Honestly, I wish I had found this book earlier.
The first time I had heard about Reasons to Stay Alive was in my Creative Writing class. We all had to talk about a book we had read recently (mine was Burnt Paper Sky by Gilly Macmillan), and someone in our class spoke about this book, and immediately, I knew I needed to read it ASAP.
In this book, Matt Haig talks about his own personal experience of having suicidal thoughts, social anxiety and depression, and as someone who deals with these issues myself, I felt like I could have used this earlier. It explains depression and anxiety perfectly; it is so easy to understand, unlike most self-help books out there, that anyone could read about it.
But I suppose the main reason why I loved it was because I could relate to 90% of the book. As a man who is going through a dark time at the moment, you start to convince yourself that you’re the only bloke with mental health problems, even if people say otherwise. I don’t know any guy who’s suffering from anxiety and depression like me, so to read this and actually think “Wow, people were actually telling the truth…”, it made me feel like I wasn’t alone.

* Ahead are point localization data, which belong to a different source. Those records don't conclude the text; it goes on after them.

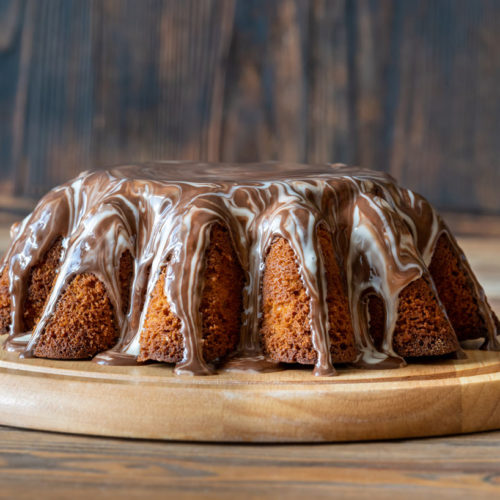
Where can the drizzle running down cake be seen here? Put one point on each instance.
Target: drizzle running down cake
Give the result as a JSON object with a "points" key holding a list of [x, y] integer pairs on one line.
{"points": [[206, 265]]}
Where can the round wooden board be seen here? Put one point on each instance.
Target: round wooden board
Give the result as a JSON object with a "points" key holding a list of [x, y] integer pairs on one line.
{"points": [[150, 402]]}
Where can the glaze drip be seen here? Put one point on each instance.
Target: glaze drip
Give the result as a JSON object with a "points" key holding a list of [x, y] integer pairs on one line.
{"points": [[162, 213]]}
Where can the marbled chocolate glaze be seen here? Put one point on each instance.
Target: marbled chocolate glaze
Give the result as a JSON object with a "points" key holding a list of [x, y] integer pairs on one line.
{"points": [[384, 237]]}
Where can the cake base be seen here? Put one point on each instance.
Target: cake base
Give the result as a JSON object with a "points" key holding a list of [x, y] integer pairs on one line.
{"points": [[150, 402]]}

Not only was it relatable, but it was funny (which for a self-help book, I was pleasantly surprised), and inspiring. As Matt Haig said: “Words – spoken or written – are what connect us to the world, and so speaking about it to people, and writing about this stuff, helps connect us to each other, and to our true selves.” And after reading this, it’s made me inspired to write about my life too.
Now, obviously, it hasn’t cured me. I’m not “myself” again, I’m not perfect. And to be perfectly honest, I didn’t expect it to. However, I know that I will re-read this book in the future, again and again. This book will be my religious text for the next few months, even years, until I can finally get better… if that day ever happens.